Team Radio Tirol-Sommerradio 1987

Aus der 5d ins Radio

Vor 100 Jahren kam das Radio nach Österreich – und nach Tirol. Zu diesem Jubiläum hat der Zeithistoriker und ORF-Tirol-Redakteur Benedikt Kapferer, den ich vor einigen Jahren als außergewöhnlich talentierten Praktikanten in der ZiB2-Redaktion kennengelernt habe, ein sehr schönes Buch geschrieben (das auf einer Forschungsarbeit für die Uni Innsbruck beruht).

Buch-Cover„Das Mikrofon im Dorf“ ist wahrscheinlich für Menschen, die Tirol, seine Radiosender, die eine oder andere (frühere) Sendung und deren Macher·innen kennen, interessanter als für andere, aber es ist ein exzellent recherchierter, informativer, mit vielen Fotos illustrierter und sehr lesbar geschriebener Überblick zur Geschichte des Hörfunks in Tirol, von den technischen Anfängen, über die turbulente Nachkriegszeit (in der der Bruder des Ex-Kanzlers Schuschnigg das Innsbrucker Studio leitete) über die Südtiroler Piratenradios der 1980er und 90er Jahre bis zur heutigen Audio-Landschaft.

Ein großartiges Stück Zeitgeschichte ist ein (auch im Original abgedruckter) Aktenvermerk des legendären Landeshauptmanns Wallnöfer über sein Treffen mit dem damals neubestellten ORF-Generalintendanten Gerd Bacher, bei dem die beiden selbstbewussten Granden stritten, wie sehr „Walli“ bei der Besetzung des Chefs in “seinem” Landesstudio mitentscheiden dürfe (gar nicht, fand Bacher; ja, wer denn sonst, fand Wallnöfer. Bacher setzte sich durch.)

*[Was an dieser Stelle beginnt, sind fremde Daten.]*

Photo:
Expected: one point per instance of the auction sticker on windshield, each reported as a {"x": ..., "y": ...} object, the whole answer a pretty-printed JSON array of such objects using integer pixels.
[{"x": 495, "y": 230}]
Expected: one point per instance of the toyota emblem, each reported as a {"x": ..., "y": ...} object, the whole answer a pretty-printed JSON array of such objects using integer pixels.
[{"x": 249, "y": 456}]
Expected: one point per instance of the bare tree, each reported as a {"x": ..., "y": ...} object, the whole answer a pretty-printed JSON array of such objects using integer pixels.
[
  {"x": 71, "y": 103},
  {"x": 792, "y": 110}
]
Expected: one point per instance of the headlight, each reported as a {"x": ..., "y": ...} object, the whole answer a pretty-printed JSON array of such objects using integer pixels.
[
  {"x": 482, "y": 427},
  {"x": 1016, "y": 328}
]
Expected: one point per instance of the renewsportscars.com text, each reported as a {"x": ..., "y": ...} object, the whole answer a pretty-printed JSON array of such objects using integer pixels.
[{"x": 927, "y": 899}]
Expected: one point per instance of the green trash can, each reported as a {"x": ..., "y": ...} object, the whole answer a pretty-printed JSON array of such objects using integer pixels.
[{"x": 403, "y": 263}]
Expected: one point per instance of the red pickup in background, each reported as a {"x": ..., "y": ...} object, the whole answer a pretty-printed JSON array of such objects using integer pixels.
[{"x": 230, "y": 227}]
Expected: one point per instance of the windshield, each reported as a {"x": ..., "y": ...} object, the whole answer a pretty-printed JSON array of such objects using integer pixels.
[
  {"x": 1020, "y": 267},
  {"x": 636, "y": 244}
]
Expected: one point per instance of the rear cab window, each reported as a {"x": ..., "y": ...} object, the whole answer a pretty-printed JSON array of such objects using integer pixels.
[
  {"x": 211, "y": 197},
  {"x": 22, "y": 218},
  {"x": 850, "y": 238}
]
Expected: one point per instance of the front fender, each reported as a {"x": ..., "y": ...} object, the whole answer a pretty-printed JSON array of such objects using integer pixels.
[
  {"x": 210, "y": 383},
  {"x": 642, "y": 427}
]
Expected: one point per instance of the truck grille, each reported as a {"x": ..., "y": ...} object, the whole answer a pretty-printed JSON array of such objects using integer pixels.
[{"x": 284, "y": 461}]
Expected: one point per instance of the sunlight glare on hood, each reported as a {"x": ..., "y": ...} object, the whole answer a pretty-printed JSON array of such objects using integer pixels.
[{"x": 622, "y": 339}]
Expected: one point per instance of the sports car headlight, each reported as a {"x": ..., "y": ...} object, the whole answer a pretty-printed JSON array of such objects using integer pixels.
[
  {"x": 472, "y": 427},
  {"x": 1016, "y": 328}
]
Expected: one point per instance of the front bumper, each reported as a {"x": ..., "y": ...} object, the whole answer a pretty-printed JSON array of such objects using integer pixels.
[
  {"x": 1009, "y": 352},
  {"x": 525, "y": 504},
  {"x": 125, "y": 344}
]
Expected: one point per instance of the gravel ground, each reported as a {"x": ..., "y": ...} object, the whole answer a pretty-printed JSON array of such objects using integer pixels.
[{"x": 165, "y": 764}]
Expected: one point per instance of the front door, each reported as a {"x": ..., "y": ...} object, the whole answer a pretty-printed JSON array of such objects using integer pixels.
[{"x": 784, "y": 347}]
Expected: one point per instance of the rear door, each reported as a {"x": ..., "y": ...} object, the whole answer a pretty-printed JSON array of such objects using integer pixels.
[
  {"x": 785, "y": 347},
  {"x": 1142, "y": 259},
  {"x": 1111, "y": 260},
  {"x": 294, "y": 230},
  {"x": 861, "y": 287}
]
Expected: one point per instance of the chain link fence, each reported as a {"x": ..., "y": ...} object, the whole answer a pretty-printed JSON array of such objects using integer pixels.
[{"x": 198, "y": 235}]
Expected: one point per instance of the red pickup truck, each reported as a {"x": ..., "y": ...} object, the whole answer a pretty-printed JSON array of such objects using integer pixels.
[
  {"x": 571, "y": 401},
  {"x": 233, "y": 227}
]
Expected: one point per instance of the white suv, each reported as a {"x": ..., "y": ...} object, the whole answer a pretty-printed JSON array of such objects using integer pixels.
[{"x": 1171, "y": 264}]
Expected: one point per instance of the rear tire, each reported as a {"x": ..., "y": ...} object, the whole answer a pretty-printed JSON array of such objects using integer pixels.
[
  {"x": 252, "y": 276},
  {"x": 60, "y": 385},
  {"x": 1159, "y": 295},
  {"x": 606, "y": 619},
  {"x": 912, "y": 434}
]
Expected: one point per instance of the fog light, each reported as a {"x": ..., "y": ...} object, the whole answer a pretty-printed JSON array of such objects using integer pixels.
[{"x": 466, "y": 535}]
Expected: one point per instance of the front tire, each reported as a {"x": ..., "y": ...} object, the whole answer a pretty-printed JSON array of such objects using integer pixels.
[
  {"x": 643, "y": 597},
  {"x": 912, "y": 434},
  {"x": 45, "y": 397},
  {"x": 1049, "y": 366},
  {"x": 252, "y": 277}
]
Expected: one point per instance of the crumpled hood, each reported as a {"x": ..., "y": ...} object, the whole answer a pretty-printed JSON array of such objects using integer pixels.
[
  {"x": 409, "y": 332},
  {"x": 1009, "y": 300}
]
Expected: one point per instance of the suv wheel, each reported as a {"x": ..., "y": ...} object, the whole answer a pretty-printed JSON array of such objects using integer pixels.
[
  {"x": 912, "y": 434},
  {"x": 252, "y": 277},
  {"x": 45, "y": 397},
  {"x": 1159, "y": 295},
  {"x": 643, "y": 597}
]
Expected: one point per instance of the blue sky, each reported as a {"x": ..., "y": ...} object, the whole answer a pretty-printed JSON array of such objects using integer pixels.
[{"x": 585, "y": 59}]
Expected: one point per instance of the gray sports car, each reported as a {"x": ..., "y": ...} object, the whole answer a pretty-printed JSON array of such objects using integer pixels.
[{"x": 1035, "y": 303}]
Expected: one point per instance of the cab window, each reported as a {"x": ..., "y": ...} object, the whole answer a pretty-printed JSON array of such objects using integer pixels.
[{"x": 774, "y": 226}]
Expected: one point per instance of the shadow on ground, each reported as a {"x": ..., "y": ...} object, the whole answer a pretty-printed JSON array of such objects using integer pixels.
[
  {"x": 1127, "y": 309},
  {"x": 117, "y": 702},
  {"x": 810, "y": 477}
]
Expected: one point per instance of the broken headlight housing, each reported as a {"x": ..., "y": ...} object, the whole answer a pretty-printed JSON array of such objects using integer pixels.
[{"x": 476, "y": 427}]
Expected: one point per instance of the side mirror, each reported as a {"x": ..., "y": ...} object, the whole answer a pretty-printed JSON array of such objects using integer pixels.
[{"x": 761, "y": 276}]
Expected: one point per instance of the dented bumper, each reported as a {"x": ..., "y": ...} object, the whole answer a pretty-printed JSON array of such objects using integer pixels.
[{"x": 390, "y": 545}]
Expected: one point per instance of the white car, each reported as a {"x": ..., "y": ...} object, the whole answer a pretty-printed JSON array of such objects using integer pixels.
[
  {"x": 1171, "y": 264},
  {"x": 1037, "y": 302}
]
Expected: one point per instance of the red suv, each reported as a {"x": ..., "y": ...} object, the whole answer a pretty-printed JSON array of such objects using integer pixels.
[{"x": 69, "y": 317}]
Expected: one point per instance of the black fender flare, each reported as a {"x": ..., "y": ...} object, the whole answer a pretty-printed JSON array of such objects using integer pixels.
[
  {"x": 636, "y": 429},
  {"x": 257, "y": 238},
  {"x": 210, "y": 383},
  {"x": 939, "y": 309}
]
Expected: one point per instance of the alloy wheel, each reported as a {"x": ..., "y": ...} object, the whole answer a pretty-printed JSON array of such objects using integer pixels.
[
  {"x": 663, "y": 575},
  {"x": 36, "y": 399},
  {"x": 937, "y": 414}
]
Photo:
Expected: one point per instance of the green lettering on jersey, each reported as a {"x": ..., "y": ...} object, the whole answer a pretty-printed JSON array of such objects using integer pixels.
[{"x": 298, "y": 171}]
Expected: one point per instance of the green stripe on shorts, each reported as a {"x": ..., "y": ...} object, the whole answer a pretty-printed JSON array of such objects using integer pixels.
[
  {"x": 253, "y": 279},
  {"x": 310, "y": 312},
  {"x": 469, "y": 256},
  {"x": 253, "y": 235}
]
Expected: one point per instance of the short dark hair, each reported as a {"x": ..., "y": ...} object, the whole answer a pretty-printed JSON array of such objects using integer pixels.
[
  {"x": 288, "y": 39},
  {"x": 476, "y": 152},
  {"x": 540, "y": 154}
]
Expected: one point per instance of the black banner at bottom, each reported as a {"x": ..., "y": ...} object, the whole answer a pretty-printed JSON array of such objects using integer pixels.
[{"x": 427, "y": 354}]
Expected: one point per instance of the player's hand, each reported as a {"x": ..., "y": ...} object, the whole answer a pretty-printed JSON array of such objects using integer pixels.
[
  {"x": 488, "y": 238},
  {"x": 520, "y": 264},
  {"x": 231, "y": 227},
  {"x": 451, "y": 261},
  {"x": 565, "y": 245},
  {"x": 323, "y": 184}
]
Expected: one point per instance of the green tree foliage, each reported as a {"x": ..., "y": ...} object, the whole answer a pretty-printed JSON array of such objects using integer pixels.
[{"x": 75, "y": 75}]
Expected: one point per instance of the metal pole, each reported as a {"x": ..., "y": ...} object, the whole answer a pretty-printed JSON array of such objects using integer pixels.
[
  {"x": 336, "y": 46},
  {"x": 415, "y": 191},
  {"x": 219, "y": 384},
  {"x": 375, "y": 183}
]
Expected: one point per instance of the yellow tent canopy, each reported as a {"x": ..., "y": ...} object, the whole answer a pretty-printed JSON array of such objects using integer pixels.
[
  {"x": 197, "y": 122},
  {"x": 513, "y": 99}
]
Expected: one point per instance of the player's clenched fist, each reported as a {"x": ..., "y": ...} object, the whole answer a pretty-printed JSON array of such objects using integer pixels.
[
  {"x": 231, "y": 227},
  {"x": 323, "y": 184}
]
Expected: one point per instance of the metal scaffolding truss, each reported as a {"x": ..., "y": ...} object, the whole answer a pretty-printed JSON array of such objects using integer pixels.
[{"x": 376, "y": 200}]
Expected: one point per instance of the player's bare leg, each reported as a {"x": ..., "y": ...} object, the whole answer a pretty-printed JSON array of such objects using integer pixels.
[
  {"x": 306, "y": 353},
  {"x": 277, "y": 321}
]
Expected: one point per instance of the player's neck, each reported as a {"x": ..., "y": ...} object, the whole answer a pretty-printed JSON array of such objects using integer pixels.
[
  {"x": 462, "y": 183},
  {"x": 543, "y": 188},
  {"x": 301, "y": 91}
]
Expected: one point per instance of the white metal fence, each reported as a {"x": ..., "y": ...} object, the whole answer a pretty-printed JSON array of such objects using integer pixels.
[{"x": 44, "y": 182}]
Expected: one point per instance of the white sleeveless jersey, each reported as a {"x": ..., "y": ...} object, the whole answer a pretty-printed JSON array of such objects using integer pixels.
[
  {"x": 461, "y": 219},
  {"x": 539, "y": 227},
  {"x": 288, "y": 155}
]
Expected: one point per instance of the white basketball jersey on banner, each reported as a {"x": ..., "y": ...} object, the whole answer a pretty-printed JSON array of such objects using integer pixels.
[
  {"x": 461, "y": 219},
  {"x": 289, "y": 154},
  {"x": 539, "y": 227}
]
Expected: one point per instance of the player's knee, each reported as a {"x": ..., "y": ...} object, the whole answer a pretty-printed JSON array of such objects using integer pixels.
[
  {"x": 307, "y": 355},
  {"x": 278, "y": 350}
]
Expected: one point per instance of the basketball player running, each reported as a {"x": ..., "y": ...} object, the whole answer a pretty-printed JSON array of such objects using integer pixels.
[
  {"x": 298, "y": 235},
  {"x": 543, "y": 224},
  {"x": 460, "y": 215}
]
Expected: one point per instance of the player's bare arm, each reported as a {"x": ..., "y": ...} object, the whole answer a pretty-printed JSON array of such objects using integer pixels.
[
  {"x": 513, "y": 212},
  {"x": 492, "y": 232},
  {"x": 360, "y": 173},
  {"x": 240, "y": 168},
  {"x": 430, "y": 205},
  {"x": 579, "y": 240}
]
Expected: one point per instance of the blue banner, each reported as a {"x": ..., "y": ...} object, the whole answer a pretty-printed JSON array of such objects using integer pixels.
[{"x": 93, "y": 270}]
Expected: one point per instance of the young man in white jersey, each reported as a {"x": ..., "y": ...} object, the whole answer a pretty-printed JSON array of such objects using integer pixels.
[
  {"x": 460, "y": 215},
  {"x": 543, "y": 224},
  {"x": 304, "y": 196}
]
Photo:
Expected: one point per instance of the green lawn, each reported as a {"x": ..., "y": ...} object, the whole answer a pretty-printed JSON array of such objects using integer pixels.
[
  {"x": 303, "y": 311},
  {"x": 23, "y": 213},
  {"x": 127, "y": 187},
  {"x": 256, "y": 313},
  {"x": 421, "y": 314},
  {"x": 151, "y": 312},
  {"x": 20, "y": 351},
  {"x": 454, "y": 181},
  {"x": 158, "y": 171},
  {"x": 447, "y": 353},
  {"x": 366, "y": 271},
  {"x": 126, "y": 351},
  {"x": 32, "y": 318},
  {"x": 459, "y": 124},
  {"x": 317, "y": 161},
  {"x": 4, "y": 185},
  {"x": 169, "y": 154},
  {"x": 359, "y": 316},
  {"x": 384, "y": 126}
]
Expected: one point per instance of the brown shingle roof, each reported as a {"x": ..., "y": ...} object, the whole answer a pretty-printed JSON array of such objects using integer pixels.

Der gut gelaunte Mann am Cover des Buches ist übrigens der junge Ernst Grissemann, der später in Wien Ö3-Chef wurde, dann Radiointendant und als „the voice“ im ganzen Land berühmt – der aber einst im Innsbruck Landesstudio begonnen hat, wie Axel Corti, Dietmar Schönherr oder Krista Hauser. Ich übrigens auch, direkt nach meiner Matura im Haus nebenan (wo auch Andi Knoll Rechnungswesen, BWL und Maschinschreiben lernte, bevor er bei „Radio Transalpin“ startete) – und Benedikt Kapferer hat mich gebeten, für sein Buch einen kleinen Gastbeitrag über meine zweieinhalb Jahre im Landesstudio zu schreiben. Das habe ich sehr gerne gemacht – hier ist er (mit Erlaubnis des Tyrolia-Verlags):


AUS DEM FENSTER DER HANDELSAKADEMIE

Aus dem Fenster der Maturaklasse 5d in der Innsbrucker Handelsakademie konnte ich hinunterschauen auf das Dach des ORF-Landesstudios am Rennweg. Nur der kleine Schulparkplatz mit den Dutzenden Vespas trennte die beiden Gebäude. Im Frühling 1985, kurz vor meiner Matura, marschierte ich die paar Schritte hinüber zu einer Audienz bei Siegfried „Sigi“ Wagner, dem legendären silberbärtigen Chefredakteur von ORF Tirol.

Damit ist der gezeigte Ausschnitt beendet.